- Power type: Steam
- Designer: John G. Robinson
- Builder: Beyer, Peacock & Co.
- Build date: 1906
- Total produced: 10
- Configuration:: ​
- • Whyte: 4-6-0
- • UIC: 2'C
- Gauge: 4 ft 8+1⁄2 in (1,435 mm)
- Leading dia.: 3 ft 6 in (1.067 m)
- Driver dia.: 5 ft 4 in (1.626 m)
- Wheelbase: 27 ft 6 in (8.4 m)
- Length: 60 ft 9+1⁄4 in (18.523 m)
- Axle load: 18 long tons (18 t)
- Loco weight: 67.3 long tons (68.4 t)
- Tender weight: 48.3 long tons (49.1 t)
- Total weight: 115.6 long tons (117.5 t)
- Fuel type: Coal
- Firebox:: ​
- • Grate area: 23.75 sq ft (2.21 m^{2})
- Boiler:: ​
- • Diameter: 4 ft 9+1⁄2 in (1,460 mm) to 5 ft 0 in (1.5 m) outside
- Boiler pressure: 180 psi (1.24 MPa)
- Heating surface:: ​
- • Firebox: 133 sq ft (12.4 m^{2})
- • Total surface: 1,951 sq ft (181.3 m^{2}); Dia. 17 boiler: 1,338 sq ft (124.3 m^{2});
- Superheater:: ​
- • Heating area: Dia. 17 boiler: 230 sq ft (21 m^{2})
- Cylinders: Two, outside
- Cylinder size: 19 in × 26 in (483 mm × 660 mm)
- Valve gear: Stephenson valve gear
- Valve type: Slide
- Tractive effort: 22,438 lbf (99.8 kN) @ 85% boiler pressure
- Operators: Great Central Railway; → London & North Eastern Railway; → British Railways;
- Withdrawn: 1947-1949
- Disposition: All scrapped

= GCR Class 8G =

Class of British steam locomotives

GCR Class 8G was a class of 10 two-cylinder steam locomotives of the 4-6-0 wheel arrangement built in 1906 for the Great Central Railway.

==GCR era==
The locomotive was designed in 1906 and drew heavily from the GCR Class 8F - the biggest difference being that the driving wheels were 1 ft 3 in smaller. Production of the 10 locomotives commenced as soon as the last Class 8F was built. The Class 8Gs used a boiler that had the same diameter as that fitted to both the Class 8F and the Class 8C, but it had a shorter firebox similar to that fitted to the original Class 8s.

==Post-merger==
Following the merger of the GCR into the London & North Eastern Railway, the class became known as the LNER Class B9. Immediately after the merger, the LNER began converting the class to use superheated boilers - a project that finished in 1929 with all 10 having been converted. These boilers were identical to those used on the LNER Class Q4, and Gresley's anti-vacuum valves were also fitted at the same time. Saturated engines were classified as the Class B9/1, and superheated engines as the Class B9/2. Despite the last B9/1 being converted to a superheated boiler in 1929, the B9/2 class was not renamed to B9 until 1937.

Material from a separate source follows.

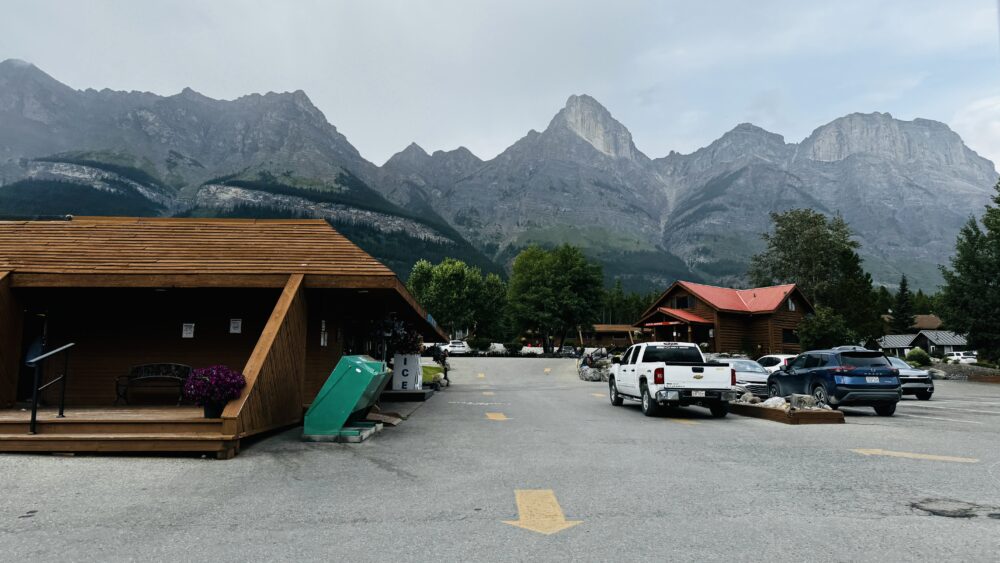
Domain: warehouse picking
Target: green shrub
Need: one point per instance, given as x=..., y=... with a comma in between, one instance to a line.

An experimental locomotive conversion was made in 1924 - when No. 6109 was fitted with a superheater, it also gained larger 21" diameter cylinders and piston valves. Despite a large improvement in performance, no further conversions were made, possibly due to both the cost of modification, and the fact that the LNER Class J11 were equally adept at performing the same roles as the Class B9s.

==Usage==
Prior to the creation of the LNER, the Class 8G locomotives were allocated to Gorton and Lincoln. They worked the main goods (Gorton-based locomotives) and fast goods (Lincoln-based locomotives) lines into and out of Manchester. After the grouping, in 1926 all Lincoln locomotives had been moved to Gorton, but 4 moved to Trafford Park in 1927. As LNER locomotives, the Class B9s were still used primarily as goods locomotives, but they did occasionally see use on stopping passenger services and race day specials to both Aintree and Haydock Park. Following the end of the Second World War, the locomotives were allocated to Trafford Park, Stockport and Liverpool, being used for freight services and, in emergencies, passenger services between Liverpool and Manchester.

==Withdrawal==
In 1939, No. 6111 was the first to be withdrawn, but was quickly returned to service after the outbreak of World War II. After the war, withdrawals began again in 1947, and the last locomotive to be withdrawn, ironically that very same No. 6111, was withdrawn in May 1949. No examples survived into preservation.